The Croft House, or more likely, the spacecraft house, sits along the South coast of Victoria and was built to take in the views, as well as be protected from the prevailing winds. So, the architect built the house around a protected garden from which peripheral vision of the sea and sky is permitted by tapered facades.
The idea of Croft is that it is a shelter in an exposed environment, and that shelter contains all the necessary activities of domestic life in a minimalist style. But it is also designed to take advantage of local materials in an environmentally friendly sort of way.
The small material pallet of grey metal and concrete blends with the muted shale geology, and the protective exterior is warmed internally by compressed sand thermal mass walls and looks similar to the distant sand dunes. And since all the materials inside the home--the Victoria ash timber and the bluestone--are locally harvested, the impact on the environment is as minimal as the design.
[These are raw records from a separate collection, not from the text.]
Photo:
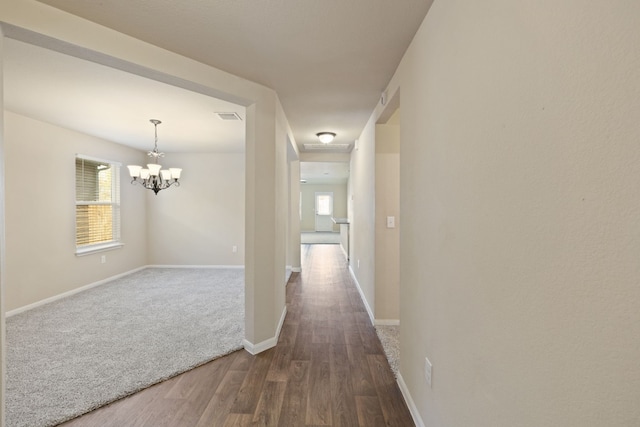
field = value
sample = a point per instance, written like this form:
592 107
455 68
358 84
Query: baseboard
387 322
362 297
69 293
410 403
268 343
195 266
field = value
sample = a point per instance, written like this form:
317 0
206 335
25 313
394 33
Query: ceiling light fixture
326 137
153 177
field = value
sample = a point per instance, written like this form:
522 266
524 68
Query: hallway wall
520 199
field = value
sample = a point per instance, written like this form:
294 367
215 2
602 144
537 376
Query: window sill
98 248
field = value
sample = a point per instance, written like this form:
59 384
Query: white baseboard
410 403
195 266
387 322
268 343
362 297
69 293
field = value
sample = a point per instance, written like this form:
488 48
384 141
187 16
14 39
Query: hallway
328 369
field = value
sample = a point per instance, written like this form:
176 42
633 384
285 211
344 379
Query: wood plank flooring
328 369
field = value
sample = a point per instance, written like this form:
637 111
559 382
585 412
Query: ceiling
328 60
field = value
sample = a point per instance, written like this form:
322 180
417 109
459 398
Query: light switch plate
427 371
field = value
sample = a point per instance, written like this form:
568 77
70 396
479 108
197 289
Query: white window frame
115 242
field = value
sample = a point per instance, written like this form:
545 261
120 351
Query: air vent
326 146
228 116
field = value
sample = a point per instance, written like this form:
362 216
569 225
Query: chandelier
154 177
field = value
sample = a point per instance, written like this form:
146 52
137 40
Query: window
97 205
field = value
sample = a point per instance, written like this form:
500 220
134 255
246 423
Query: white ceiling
328 60
115 105
324 172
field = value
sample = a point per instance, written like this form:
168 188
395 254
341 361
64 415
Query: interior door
324 211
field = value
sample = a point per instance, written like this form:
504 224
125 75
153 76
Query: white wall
199 222
520 199
308 220
40 212
387 240
265 198
361 205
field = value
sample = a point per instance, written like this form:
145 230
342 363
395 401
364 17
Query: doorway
324 211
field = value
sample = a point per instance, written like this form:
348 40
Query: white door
324 211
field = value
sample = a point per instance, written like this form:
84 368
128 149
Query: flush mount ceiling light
153 178
326 137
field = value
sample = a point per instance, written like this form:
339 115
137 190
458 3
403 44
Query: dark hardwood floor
328 369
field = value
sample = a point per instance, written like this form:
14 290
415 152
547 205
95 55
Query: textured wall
199 222
520 200
387 240
40 222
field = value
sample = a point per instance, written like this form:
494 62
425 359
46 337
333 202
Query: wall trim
409 401
362 297
194 266
387 322
71 292
268 343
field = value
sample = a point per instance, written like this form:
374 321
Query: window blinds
97 202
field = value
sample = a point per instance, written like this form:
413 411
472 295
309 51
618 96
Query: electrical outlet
427 371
And the design process adopts the 1950ʼs modernist philosophy of ʻplastic integrityʼ as well as the concept of architecture as a field of energies and flows. The form of the house distorts mathematical and structural curves to achieve the interior purpose; the adopted geometry and composition of three sine curves means details are achievable with 2 dimensional radii. Both concave and convex roof surfaces are 2 dimensional planes and constructed from conventional battens and rafters and corrugated metal.
Um, I didn't know there would be math ... ?
But, I could live it in, though i might worry that one day it might just lift off from the planet and go soaring away.